A molecular simulation guided parametric modeling method of constitutive equations has attracted attention, which directly computes the physics-based structural parameters in molecular models without fitting stress-strain data. Using this method, we make a first attempt at constitutive relations of filled rubber by calculating amplification factors related to stress and strain distributions.
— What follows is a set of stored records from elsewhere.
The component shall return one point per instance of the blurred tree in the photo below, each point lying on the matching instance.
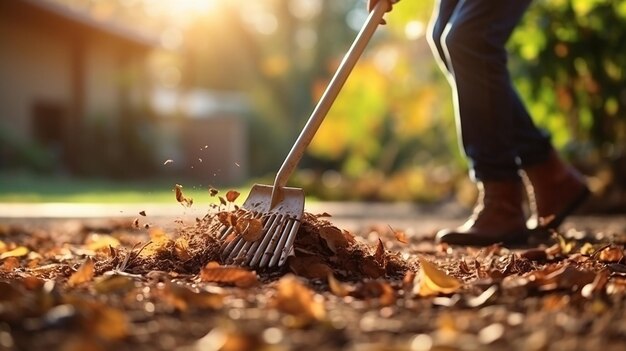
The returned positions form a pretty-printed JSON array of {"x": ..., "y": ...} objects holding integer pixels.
[{"x": 572, "y": 71}]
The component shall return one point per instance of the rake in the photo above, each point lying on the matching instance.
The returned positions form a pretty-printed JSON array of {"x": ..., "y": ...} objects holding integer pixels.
[{"x": 278, "y": 207}]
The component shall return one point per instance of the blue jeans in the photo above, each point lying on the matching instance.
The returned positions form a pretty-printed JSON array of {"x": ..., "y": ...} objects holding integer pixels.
[{"x": 468, "y": 39}]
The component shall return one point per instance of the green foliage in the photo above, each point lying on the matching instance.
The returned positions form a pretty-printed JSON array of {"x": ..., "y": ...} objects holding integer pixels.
[{"x": 572, "y": 72}]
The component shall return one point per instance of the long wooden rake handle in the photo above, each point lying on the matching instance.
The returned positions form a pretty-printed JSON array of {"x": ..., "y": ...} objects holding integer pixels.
[{"x": 329, "y": 96}]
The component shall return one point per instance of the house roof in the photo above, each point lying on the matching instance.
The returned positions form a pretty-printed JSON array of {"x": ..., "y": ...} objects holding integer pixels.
[{"x": 82, "y": 18}]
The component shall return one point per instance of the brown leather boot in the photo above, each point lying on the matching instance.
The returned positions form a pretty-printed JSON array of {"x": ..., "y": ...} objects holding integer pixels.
[
  {"x": 498, "y": 217},
  {"x": 557, "y": 189}
]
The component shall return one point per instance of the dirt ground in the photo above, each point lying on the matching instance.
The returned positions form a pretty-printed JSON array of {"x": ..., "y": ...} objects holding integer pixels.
[{"x": 131, "y": 284}]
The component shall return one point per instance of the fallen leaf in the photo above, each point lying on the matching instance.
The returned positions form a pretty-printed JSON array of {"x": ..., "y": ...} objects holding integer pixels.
[
  {"x": 433, "y": 281},
  {"x": 379, "y": 254},
  {"x": 250, "y": 229},
  {"x": 228, "y": 219},
  {"x": 237, "y": 276},
  {"x": 294, "y": 298},
  {"x": 400, "y": 236},
  {"x": 232, "y": 195},
  {"x": 112, "y": 283},
  {"x": 611, "y": 254},
  {"x": 311, "y": 267},
  {"x": 371, "y": 267},
  {"x": 334, "y": 238},
  {"x": 17, "y": 252},
  {"x": 597, "y": 285},
  {"x": 10, "y": 264},
  {"x": 376, "y": 289},
  {"x": 181, "y": 249},
  {"x": 336, "y": 287},
  {"x": 181, "y": 198},
  {"x": 183, "y": 298},
  {"x": 83, "y": 274},
  {"x": 97, "y": 242}
]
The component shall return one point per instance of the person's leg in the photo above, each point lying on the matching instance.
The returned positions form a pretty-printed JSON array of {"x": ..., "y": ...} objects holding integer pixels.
[
  {"x": 486, "y": 104},
  {"x": 486, "y": 111}
]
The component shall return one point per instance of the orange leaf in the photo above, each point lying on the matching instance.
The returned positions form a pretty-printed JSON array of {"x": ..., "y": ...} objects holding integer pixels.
[
  {"x": 181, "y": 198},
  {"x": 17, "y": 252},
  {"x": 336, "y": 287},
  {"x": 232, "y": 195},
  {"x": 96, "y": 242},
  {"x": 227, "y": 218},
  {"x": 296, "y": 299},
  {"x": 611, "y": 254},
  {"x": 10, "y": 264},
  {"x": 311, "y": 267},
  {"x": 433, "y": 281},
  {"x": 181, "y": 248},
  {"x": 400, "y": 236},
  {"x": 251, "y": 229},
  {"x": 334, "y": 238},
  {"x": 183, "y": 298},
  {"x": 239, "y": 277},
  {"x": 379, "y": 255},
  {"x": 83, "y": 274}
]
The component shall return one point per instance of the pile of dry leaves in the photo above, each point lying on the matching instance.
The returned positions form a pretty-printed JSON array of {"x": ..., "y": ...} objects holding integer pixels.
[{"x": 125, "y": 285}]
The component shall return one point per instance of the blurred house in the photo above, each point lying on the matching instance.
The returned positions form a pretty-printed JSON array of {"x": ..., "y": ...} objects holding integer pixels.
[
  {"x": 59, "y": 66},
  {"x": 77, "y": 84}
]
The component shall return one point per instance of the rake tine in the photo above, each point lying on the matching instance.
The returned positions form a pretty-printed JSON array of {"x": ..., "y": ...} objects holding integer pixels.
[
  {"x": 238, "y": 244},
  {"x": 225, "y": 230},
  {"x": 267, "y": 241},
  {"x": 276, "y": 239},
  {"x": 247, "y": 248},
  {"x": 272, "y": 251},
  {"x": 290, "y": 240}
]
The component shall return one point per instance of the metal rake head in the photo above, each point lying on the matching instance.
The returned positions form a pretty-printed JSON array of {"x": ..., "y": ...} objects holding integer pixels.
[{"x": 280, "y": 226}]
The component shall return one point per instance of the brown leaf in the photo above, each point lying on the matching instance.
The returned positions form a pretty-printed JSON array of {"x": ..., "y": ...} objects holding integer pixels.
[
  {"x": 250, "y": 229},
  {"x": 311, "y": 267},
  {"x": 113, "y": 283},
  {"x": 181, "y": 249},
  {"x": 17, "y": 252},
  {"x": 83, "y": 274},
  {"x": 371, "y": 267},
  {"x": 334, "y": 238},
  {"x": 228, "y": 219},
  {"x": 611, "y": 254},
  {"x": 181, "y": 198},
  {"x": 97, "y": 242},
  {"x": 400, "y": 236},
  {"x": 237, "y": 276},
  {"x": 433, "y": 281},
  {"x": 597, "y": 285},
  {"x": 379, "y": 255},
  {"x": 183, "y": 298},
  {"x": 10, "y": 264},
  {"x": 376, "y": 289},
  {"x": 535, "y": 255},
  {"x": 336, "y": 287},
  {"x": 296, "y": 299},
  {"x": 232, "y": 195}
]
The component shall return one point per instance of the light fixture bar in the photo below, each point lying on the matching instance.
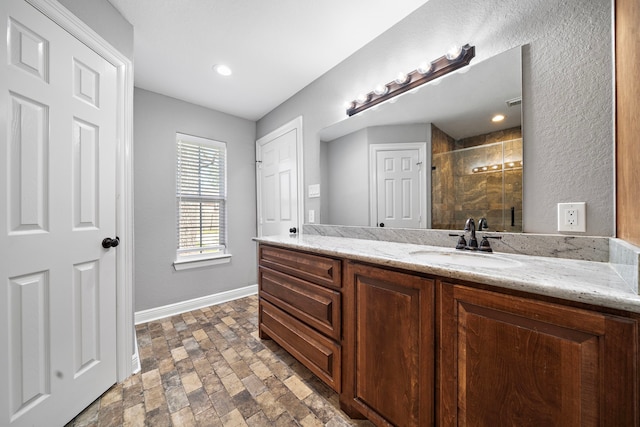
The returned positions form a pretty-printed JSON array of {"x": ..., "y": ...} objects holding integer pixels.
[{"x": 439, "y": 68}]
The force field of the filled cis-1,4-polyisoprene (PI) rubber molecular model is obtained by the Boltzmann inversion method, which guarantees the accuracy of the structural parameters. The microstructural parameters and constitutive equations of the cross-linked, uncross-linked and the filled models are studied respectively. The calculated stress-strain curve of the cross-linked model is in the best agreement with the experimental one, while the curves of other models are in good agreement at small strain and have a certain degree of consistency at large strain.

一种分子模拟引导的本构方程参数化建模方法引起了人们的关注，该方法无需拟合应力-应变数据即可直接计算分子模型中基于物理的结构参数。使用这种方法，我们首次尝试通过计算与应力和应变分布相关的放大因子来研究填充橡胶的本构关系。填充顺式的力场-1,4-聚异戊二烯（PI）橡胶分子模型采用玻尔兹曼反演方法得到，保证了结构参数的准确性。分别研究了交联、未交联和填充模型的微观结构参数和本构方程。交联模型计算得到的应力-应变曲线与实验曲线吻合得最好，而其他模型的曲线在小应变下吻合较好，在大应变下具有一定的一致性。